> Folk Music > Songs > I Have Wandered in Exile / Sweet Inniscarra
I Have Wandered in Exile / Sweet Inniscarra
[ Roud 12492 ; Mudcat 24568 ; John Fitzgerald (1825-1910)]
Peta Webb recorded I Have Wandered in Exile (Sweet Inniscarra) in 1973 as the title track of her Topic album I Have Wandered in Exile. A 1989 recording of this song made by John Howson was included in 1089 on her Musical Traditions anthology The Magpie’s Nest. Reg Hall and A.L. Lloyd noted:
So many people dispossessed and driven on to stony soil. So many people at odds with authority. Small wonder that themes of emigration, exile and estrangement are prominent in Irish sentiment and Irish song. Some of the songs are majestic, some maudlin, few written by exiles. The words of this one are more conventional than the handsome melody, a Re-mode (‘Dorian’) sprig of that vast tune family of which Nir ghabh se d’Eochaill (Petrie No. 1418) and Youghal Harbour (O’Lochlainn No. 8) are prominent.
The O’Halloran Brothers sang Sweet Inniscarra in 1976 on their Topic album The Men of the Island. A.L. Lloyd noted:
An exile song. Again there’s a geographical surprise in the song, which refers to “Columbia’s wild forests and lndiana’s spicy bowers” instead of lndia’s. The traveller, homesick, wanders afar, and when he returns to his native village he finds it desolate, with “long grasses grown on the step of the door”. Perhaps it refers to the famine time of the mid-nineteenth century, when so many deserted villages fell into ruins. Where is Inniscarra? Does the song concern Enniskerry, in Co. Wicklow? The tune is a member of that vast melody family of which Youghal Harbour is a fair representative, and the prison song of The Old Triangle is a disreputable and down-at-heel second cousin.
Niamh Parsons sang Sweet Inniscarra in 2002 on her Green Linnet album Heart’s Desire. She noted:
Jackie Kenny (Callan) gave me this song when we used to sing in Hughes in Dublin. My mother tells me my grandfather used to sing it. The pronunciation of Inniscarra is slightly different in that part of the world, I’m told.
Rosie Doonan and Ben Murray sang Innishcarra on their 2004 CD Mill Lane.
Sam Lee & Notes Inégales sang I Have Wandered in Exile on their 2018 CD Van Diemen’s Land.
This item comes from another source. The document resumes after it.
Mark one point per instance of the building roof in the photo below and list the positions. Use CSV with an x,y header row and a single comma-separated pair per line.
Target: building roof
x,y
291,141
Niamh Parsons sings Sweet Inniscarra
I have traveled in exile ’mid cold-hearted strangers,
Far away from my home and the beautiful Lee.
I have struggled alone ’mid all hardship and danger
And braved every storm by land and by sea.
Through Colombia’s wild forests to India’s spicy bowers,
By the great foreign rivers where the sands are of gold.
Yet I think on thee still ’mid the birds and the flowers,
I love you and will ’til this fond heart grows cold.
I have roved with fair maidens with dark flowing tresses
And the beautiful eyes have shone kindly on me.
Yet I think with regret of the smiles and caresses
Of that fair-haired young maiden who dwelt by the Lee.
But since I’ve returned she is not in her bower
Where the river flows past with its calm shiny waves
I have called her in vain but the ivy covered towers
Of Sweet Inniscarra o’er shadows her grave.
The home of my childhood to ruin it has fallen
And the dear ones that blessed it will greet me no more.
But I think on them still, joyous visions recalling,
Though the tall grass is growing at the step on the door.
But I’ll rest with them soon with the shamrock above me
From my dear native Cork no more will I roam.